Gurbet diyarındaki sürgünü nihayete erip sılaya kavuşan ümmet çapındaki büyük mütefekkir ve diriliş şairine el-fatiha... Kavuştu, ey sevgili diye hitap ettiği en sevgiliye... Oğullarını batıya gönderen ve altı evladını batının her türlü günahı içinde kaybedişini tabiatın dilinden haber alan bir babanın küçük yetimi, yedinci evladı... Batı kapılarına kavuşmasından ve nurlu bir sütuna evrilmesinden yıllar sonra bitirdi sürgününü.
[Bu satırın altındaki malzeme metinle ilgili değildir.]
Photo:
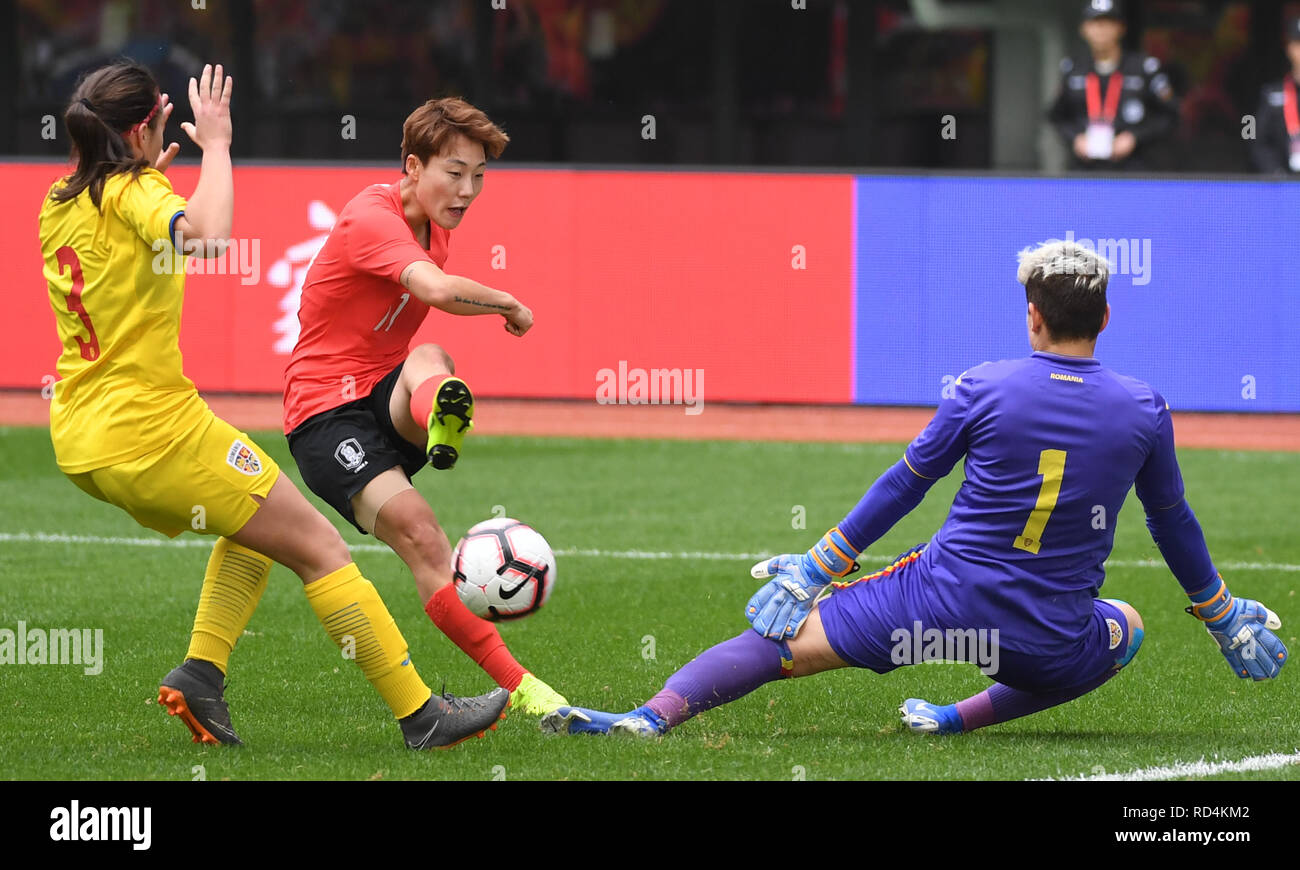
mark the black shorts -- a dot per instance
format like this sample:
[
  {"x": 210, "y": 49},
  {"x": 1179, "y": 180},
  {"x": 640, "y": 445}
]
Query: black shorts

"Birbirinize düşman olarak inin oradan aşağıya" emri ile cennetini yitirip kambur ve engebeli hatta kirli ve kavgalı dünyadan pılını pırtını toplayıp göç etti sılaya. Yeryüzüne düşmüş ve etrafa şaşkın şaşkın bakan bir çocuk hissiyatını hiç kaybetmeden yazdı. Olmuş olanda ki hikmeti kavrayacak bir akılla gönlüne düşen her ilahi nameyi nakş etti satırlara. Satırlardan sadırlara yani göğüslere aktı mana.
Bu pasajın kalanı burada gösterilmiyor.